LOS ANGELES — Joe Burrow knows what the top tier of NFL quarterbacks looks like.
The Cincinnati Bengals quarterback has Green Bay’s Aaron Rodgers firmly in that category after Rodgers won his fourth Associated Press Most Valuable Player award. Two days before playing in Super Bowl LVI, Burrow cited Rodgers as the benchmark he’s pursuing.
“I’m chasing Aaron Rodgers to try to be the best,” Burrow said during the final day of Super Bowl media interviews. “He’s been doing it for a long time.”
Wearing blue sunglasses and seated in the bleachers of UCLA’s Drake Stadium, Burrow included former Tampa Bay quarterback Tom Brady and Kansas City’s Patrick Mahomes in that group of elite players.
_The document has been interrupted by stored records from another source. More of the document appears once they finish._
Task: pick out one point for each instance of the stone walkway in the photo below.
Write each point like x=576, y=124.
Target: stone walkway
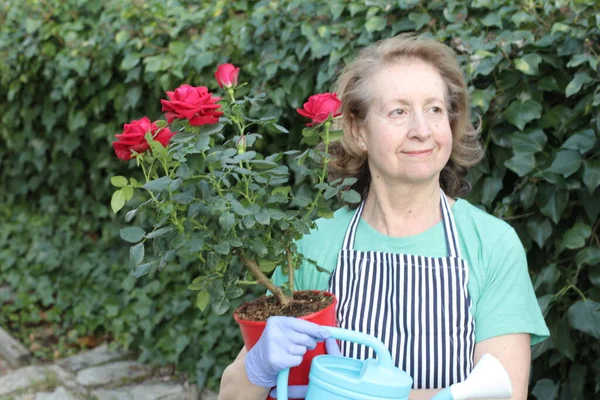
x=99, y=374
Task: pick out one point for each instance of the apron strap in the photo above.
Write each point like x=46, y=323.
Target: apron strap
x=449, y=228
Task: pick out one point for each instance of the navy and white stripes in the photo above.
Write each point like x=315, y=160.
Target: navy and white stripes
x=418, y=306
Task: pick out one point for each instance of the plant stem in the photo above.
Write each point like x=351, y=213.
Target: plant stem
x=290, y=269
x=263, y=280
x=326, y=125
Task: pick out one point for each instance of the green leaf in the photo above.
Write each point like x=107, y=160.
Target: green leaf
x=177, y=48
x=132, y=234
x=158, y=185
x=528, y=64
x=351, y=196
x=142, y=270
x=521, y=113
x=130, y=61
x=545, y=389
x=136, y=254
x=575, y=237
x=222, y=248
x=419, y=19
x=530, y=141
x=562, y=340
x=202, y=300
x=220, y=305
x=375, y=24
x=566, y=163
x=588, y=256
x=491, y=187
x=118, y=181
x=582, y=141
x=554, y=204
x=127, y=192
x=585, y=317
x=227, y=220
x=159, y=232
x=580, y=79
x=117, y=200
x=591, y=174
x=521, y=163
x=539, y=230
Burrow’s Bengals beat Mahomes and Kansas City twice this season — once in Week 17 to clinch the AFC North title and again on Jan. 30 to win the AFC Championship Game and secure Cincinnati’s first Super Bowl trip since 1989.
The Bengals lost to Rodgers and the Packers in overtime on Week 5. Burrow said Rodgers “played great all year” and was deserving after throwing for 37 touchdowns and just four interceptions this year. However, the Bengals’ second-year quarterback is no stranger to accolades. In college, he won the Heisman Trophy before being selected with the first overall pick in the 2020 draft.
He added to that collection on Thursday when he took home the league’s Comeback Player of the Year at the NFL Honors in Los Angeles. After suffering a season-ending knee injury in his rookie season, Burrow didn’t miss any offseason activities and led Cincinnati to its first playoff berth in 2015.
Burrow admitted that he thinks about what a win in the Super Bowl will do for his legacy and people’s perception of him when discussing the best quarterbacks in the NFL. But the former LSU standout seeking to win the game’s highest prize knows that’s not a plan for success.
“I try not to think about that kind of stuff because I think if you go down that road, you start worrying about the wrong things,” Burrow said. “So I’ve tried to stay focused on the job at hand.”